Government spending (G)
What does "priming the pump" mean?
This suggests that only a relatively small amount of government spending was needed to initiate a bigger round of overall spending in the economy.
What are some examples of an automatic stabilizer?
1. Progressive income tax (moving to a lower tax bracket which gives more money to spend) 2. Unemployment insurance (insurance for workers who lose their jobs for no fault of their own) 3. Entitlements (broad social programs that use established eligibility requirements to provide income supplements)
What three reasons are spending delayed?
1. Recognition lag - it takes time to understand how the economy is changing, meaning many months might pass before it's recognized that GDP has stopped growing 2. Legislative lag - it takes time to agree on the solution to an economic downturn (often a year or more to pass legislation) 3. Implementation lag - amount of time it takes for an approved spending project or tax cut to pump money into the economy & create jobs
What are the key goals for supply-siders?

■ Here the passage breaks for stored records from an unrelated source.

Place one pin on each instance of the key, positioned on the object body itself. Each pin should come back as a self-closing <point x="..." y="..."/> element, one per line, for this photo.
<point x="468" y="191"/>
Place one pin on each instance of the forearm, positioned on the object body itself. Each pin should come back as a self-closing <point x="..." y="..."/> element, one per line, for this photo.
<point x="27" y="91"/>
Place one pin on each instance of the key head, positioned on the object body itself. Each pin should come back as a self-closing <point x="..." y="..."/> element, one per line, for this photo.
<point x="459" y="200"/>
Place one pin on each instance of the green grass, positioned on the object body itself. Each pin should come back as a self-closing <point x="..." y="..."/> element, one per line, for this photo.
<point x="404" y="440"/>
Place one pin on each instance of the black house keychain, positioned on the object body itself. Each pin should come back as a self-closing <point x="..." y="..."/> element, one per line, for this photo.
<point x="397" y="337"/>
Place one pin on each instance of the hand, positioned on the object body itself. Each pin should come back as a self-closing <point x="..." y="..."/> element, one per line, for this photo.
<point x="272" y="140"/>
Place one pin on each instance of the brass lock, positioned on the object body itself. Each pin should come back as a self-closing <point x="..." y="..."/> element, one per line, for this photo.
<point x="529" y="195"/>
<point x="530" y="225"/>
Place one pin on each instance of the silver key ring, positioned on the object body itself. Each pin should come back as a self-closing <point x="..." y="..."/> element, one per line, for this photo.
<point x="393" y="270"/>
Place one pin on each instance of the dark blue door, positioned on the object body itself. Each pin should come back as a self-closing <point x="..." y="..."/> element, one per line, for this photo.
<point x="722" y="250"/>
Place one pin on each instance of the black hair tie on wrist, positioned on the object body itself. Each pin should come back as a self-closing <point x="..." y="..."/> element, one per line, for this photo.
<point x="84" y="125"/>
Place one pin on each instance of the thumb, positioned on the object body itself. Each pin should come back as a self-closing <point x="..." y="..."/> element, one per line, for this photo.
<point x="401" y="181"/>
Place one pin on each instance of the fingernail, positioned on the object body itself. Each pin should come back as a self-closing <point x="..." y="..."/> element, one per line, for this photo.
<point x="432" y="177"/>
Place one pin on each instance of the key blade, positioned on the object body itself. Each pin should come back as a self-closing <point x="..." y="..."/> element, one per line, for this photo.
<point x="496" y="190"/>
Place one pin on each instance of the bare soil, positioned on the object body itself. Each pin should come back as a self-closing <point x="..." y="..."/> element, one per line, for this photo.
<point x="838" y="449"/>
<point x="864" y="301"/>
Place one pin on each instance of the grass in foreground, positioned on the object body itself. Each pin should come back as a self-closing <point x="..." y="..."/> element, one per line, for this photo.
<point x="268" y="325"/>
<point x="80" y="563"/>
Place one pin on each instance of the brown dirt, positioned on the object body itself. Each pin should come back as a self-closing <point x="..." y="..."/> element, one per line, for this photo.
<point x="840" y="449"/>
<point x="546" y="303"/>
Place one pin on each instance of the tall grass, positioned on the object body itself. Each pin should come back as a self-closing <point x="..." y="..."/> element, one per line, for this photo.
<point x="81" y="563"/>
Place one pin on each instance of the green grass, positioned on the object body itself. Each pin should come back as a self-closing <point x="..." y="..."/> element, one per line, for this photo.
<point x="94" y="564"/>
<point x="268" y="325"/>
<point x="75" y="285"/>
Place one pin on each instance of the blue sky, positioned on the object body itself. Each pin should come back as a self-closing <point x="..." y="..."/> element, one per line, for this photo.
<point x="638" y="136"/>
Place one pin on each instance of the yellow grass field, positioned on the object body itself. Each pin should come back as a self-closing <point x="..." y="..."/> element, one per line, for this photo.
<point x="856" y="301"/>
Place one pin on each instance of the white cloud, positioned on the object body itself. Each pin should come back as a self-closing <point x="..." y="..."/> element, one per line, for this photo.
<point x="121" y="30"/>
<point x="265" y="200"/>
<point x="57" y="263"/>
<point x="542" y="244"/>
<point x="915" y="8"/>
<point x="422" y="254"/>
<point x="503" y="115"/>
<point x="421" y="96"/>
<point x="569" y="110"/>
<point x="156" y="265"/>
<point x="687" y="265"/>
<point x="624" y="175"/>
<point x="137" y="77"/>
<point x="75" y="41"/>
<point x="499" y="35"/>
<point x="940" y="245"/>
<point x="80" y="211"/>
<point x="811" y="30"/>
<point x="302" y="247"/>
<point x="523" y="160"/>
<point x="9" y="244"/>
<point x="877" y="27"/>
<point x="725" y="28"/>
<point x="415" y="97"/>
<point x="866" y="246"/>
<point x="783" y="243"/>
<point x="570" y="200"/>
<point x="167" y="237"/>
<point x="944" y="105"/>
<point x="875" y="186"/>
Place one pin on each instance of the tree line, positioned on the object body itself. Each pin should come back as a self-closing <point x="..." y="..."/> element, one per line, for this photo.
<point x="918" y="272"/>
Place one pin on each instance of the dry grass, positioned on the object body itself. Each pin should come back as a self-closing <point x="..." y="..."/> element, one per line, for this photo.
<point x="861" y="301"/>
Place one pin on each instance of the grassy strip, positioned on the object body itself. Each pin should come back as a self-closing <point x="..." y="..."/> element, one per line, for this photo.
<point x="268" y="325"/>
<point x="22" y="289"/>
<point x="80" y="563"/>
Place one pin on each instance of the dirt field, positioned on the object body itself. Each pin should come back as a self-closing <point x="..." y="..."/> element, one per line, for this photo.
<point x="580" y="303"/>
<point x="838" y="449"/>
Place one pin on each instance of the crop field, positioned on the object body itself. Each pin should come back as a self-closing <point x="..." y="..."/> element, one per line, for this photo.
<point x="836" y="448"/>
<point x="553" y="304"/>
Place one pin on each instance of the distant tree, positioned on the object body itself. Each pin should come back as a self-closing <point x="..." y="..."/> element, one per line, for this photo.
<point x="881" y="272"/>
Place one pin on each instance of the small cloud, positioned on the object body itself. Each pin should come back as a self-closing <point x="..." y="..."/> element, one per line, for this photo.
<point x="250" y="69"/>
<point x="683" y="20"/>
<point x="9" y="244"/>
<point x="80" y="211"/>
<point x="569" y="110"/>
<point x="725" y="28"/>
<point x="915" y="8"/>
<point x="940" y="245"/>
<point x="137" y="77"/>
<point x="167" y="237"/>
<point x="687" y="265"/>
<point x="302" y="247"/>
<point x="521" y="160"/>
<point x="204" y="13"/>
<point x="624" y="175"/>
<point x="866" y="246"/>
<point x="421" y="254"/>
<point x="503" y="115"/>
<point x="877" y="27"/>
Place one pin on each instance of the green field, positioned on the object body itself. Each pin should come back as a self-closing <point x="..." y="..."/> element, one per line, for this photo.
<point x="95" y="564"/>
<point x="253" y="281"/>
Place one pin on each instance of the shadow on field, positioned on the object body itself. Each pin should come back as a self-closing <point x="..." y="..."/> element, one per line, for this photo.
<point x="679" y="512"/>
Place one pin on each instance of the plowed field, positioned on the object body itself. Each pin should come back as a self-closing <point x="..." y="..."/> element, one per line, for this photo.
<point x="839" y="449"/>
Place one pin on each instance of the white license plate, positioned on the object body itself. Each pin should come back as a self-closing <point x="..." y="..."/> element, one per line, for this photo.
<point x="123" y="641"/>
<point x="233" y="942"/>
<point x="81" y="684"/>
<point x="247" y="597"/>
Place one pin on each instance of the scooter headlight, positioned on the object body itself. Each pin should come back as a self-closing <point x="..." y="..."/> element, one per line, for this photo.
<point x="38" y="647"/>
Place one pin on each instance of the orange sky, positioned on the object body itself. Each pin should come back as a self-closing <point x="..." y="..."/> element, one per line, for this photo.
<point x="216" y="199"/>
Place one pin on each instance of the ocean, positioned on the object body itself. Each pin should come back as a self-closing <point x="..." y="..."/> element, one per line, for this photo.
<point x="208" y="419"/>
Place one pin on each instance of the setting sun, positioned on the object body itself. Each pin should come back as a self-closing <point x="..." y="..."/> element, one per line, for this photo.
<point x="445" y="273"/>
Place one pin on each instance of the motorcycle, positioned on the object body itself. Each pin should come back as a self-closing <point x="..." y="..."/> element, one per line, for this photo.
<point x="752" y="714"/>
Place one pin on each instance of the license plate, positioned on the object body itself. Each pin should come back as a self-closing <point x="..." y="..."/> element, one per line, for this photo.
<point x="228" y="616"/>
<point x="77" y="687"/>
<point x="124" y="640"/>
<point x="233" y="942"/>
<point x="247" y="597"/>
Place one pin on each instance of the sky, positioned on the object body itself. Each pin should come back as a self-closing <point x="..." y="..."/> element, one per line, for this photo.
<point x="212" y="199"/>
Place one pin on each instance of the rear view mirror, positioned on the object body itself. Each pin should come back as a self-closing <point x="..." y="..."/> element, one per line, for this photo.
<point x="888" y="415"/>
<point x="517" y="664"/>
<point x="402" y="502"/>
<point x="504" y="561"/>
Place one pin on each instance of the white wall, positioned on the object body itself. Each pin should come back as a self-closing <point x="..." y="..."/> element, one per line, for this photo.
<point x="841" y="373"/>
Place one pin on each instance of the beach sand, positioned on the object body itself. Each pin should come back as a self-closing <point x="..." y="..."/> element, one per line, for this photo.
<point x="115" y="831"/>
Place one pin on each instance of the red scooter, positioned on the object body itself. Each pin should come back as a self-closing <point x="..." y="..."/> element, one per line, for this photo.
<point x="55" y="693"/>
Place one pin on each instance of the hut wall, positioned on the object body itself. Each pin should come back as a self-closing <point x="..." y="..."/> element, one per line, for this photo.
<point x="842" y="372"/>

1. Reduce the economic role of the federal government (cut the number of agencies) 2. The federal tax burden on individuals and businesses (lower tax rates)
What is the Laffer Curve?
shows the relationship between the size of the tax and tax revenue; reducing income tax rates would create a gain in tax revenue (meaning more taxes could be collected) despite lower rates
Supply-spiders predicted that lower tax rates and reduced government regulation would do what for the climate for economic growth?
Make it stronger
Is it true that tax cuts lead to higher tax revenues?
No
What are the similarities and difference between supply-siders and demand-siders?
Both have the same goal: increase production and decrease unemployment without increasing inflation. Demand-sliders want to achieve this by stimulating the economy based on the demand side, whereas supply-siders would use the supply side.
What supply do economists look at when analyzing the economy as a whole?
Aggregate supply (the total value of goods and services that all firms would produce, in a specific period of time, at various price levels)
What is the difference between price and price levels?
Price is just one good/service. Price levels are the price of everything produced in the economy.
What are the differences between aggregate supply and GDP?
They are the same thing (assuming all production takes place within a country's boarders)
What does an aggregate supply curve show?
The amount of real GDP that would be produced at various price levels
What happens to aggregate supply when the cost of production declines?
It goes up
If aggregate supply increases, what happens to the aggregate supply curve? (How does it shift?)
The AS curve would shift to the right
What happens to aggregate supply of the cost of production increases?
Aggregate supply decreases
What is the aggregate demand?
the total value of all goods and services demanded at different price levels
What does the aggregate demand curve show?
The sum of all consumer, business, government, and net foreign demand at various price levels
What happens to the aggregate demand curve if consumers decide to spend more and save less? (How does it shift?)
Aggregate demand increases and the AD curve shifts right
What happens to the aggregate demand if consumers decide to spend less and save more?
The aggregate demand decreases and shifts left
Where is the macroeconomic equilibrium?
The intersection of the aggregate supply and aggregate demand curves
What two major macroeconomic problems does AS and AD help us understand?
Inflation and recession
Daily Question: Which economists did we spend the most time discussing when you were asked to watch part of the documentary?
Keynes and Hayek
Daily Question: What is it when we are attempting to control the business cycle using spending and taxes?